Jenks Arts District Introduces Lectures

Managing Editor

Making art more accessible. That is the concept behind the creation of the Third Thursday Lecture Series. The series is the first endeavor by the arts council, the governing body for downtown Jenks’ arts district, which encompasses Main Street.
The idea for the district began early last year as a way to expand artistic servings in Jenks, says Jenks Communications Director Nick DeMoss.

The arts district includes Jenks’ long-established antiques district, therefore, its full, official name being the arts and antiques district. “We are focused on enhancing what we already have on Main Street and that includes our antiques district,” he says.

Once the arts district was formed, the idea for the lectures came about soon after that.

“It gives people the opportunity to see art who might not otherwise,” he says.
The free presentations are held in the Dr. Kirby A. Lehman Center for the Study of Mathematics and Science on the Jenks High School main campus, 205 E. B St., at 6:30 p.m.

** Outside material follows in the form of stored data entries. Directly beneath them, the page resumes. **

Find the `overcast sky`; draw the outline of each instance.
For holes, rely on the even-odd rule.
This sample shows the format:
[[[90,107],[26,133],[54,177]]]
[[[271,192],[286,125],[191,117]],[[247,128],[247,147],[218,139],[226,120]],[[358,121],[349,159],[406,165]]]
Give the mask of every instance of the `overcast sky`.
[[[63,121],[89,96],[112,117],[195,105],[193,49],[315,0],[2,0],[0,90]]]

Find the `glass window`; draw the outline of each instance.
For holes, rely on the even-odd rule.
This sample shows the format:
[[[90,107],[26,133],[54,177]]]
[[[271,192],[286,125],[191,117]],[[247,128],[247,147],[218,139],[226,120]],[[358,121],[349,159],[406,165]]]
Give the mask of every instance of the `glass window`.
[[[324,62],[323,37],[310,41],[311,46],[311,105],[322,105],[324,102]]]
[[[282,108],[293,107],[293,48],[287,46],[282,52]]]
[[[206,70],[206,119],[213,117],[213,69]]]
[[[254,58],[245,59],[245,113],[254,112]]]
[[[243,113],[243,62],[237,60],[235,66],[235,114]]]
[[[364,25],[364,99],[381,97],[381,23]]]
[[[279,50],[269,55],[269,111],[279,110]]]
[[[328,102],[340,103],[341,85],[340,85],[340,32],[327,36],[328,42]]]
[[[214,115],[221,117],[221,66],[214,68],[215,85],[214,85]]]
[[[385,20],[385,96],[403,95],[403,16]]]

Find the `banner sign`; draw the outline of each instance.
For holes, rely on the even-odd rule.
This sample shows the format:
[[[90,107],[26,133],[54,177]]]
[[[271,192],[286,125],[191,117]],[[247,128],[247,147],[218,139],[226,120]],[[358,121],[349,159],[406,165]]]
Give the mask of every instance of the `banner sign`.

The first event, on Jan. 16, nearly filled the 120-seat planetarium and featured images from the Sistine Chapel and a subsequent discussion with AP art instructor Jill Flummerfelt and planetarium Director Dan Zielinski.

“Art doesn’t mean just paintings or sculptures,” says DeMoss. “It’s also technology, performance art, dance.”

On Feb. 20, Ken Busby, executive director and chief information officer for the Arts and Humanities Council of Tulsa, will speak. Busby has also worked as the director of development for the Tulsa Zoo and with the Gilcrease Museum. During his time leading the Arts and Humanities Council, Busby has overseen tremendous growth in the downtown Tulsa arts community and continues to be a leading voice for the arts in Oklahoma and beyond.

The lecture series will continue through May. Other speakers will include flute maker Nelson Harjo of the Muscogee (Creek) Nation and State Poet Laureate Nathan Brown, a distinguished musician, photographer and poet.

DeMoss expects the lecture series to become a regular occurrence that will correspond with the fall and spring school schedule. The series is planned to end in June and resume in September.

Next for the arts district is the completion of an arts incubator near 1st and Main Street.

The building was previously used by the Oklahoma Aquarium and will be refurbished and turned into a gallery and studio space for artists.

“We are currently in the phase of looking at what other art incubators have done,” DeMoss says. “We are not yet sure what it will look like yet, how much space will be devoted to gallery and how much to studio space.”

Completion of the arts incubator is planned for later this year.